The first Black attorney in his office, Menefee spoke abut his upbringing in a military family in working class communities.
“Since there is no zoning in Houston, it’s actually quite common for working class communities to be near facilities that store and/or emit hazardous chemicals,” Menefee told Law&Crime, describing his military family moving around a lot near several facilities that had releases of lead, mercury compounds, chromium, and styrene.
Earlier this month, Menefee reaped dividends on his efforts objecting to Valero Refining-Texas, L.P.’s permit that would have allowed the refinery to spew hydrogen cyanide in a low-income community. Pressure from his office sparked an agreement for 80-percent reductions in the dangerous chemical, a regime of emissions tests, transparency over the company’s operations and money for the communities affected.

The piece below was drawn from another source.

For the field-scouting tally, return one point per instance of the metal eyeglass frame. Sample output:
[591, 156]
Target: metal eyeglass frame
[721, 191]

“I think I bring a helpful perspective in that a lot of these law firms, many of the cases we did, I have represented industry before,” Menefee said. “I know what to look for. I know the lingo. I know when we’re being sold to a can of goods. I know when it’s time to, to when there’s a pressure point and it’s time to push on it. And I know when we’re just kind of chasing the wind.”
“So I’m bringing that perspective to this, but also understanding that as a young African-American man who grew up in a working-class family, I bring the perspective of having been one of the people in these neighborhoods where there was a facility that was emitting chemicals,” he continued.
In the wake of the outages, Menefee has been closely watching a Texas Supreme Court battle involving a regulator on every Texan’s lips but previously little-known outside the state: the Electric Reliability Council of Texas, also known as ERCOT.
Defending its conduct, the company told Law&Crime: “Because approximately 46% of privately-owned generation tripped offline this past Monday morning, we are confident that our grid operators made the right choice to avoid a statewide blackout.”
The Texas Supreme Court is currently deciding whether ERCOT has sovereign immunity, an issue that will determine whether it can be sued for any reason. The case involves a company named Panda Power, which claims that it invested more than $2 billion on power plants in Texas based on allegedly fraudulent market reports that ERCOT published.
In the wake of the blackout, the long-anticipated ruling has major consequences. One family already has sued ERCOT for $100 million in the wake of the outages, in a lawsuit stating that their 11-year-old son died in the blackouts.
“The stakes are huge and I think that everyone appreciates that even outside of that lawsuit,” Menefee said, rattling off various state and local investigations that have been announced.
Two days after the interview, Menefee formally announced his civil investigation into ERCOT, the Public Utility Commision (PUC), and market participants. Five board members, including the chair, announced plans to resign, effective at the culmination of Wednesday morning’s meeting, citing public outrage about their out-of-state residency.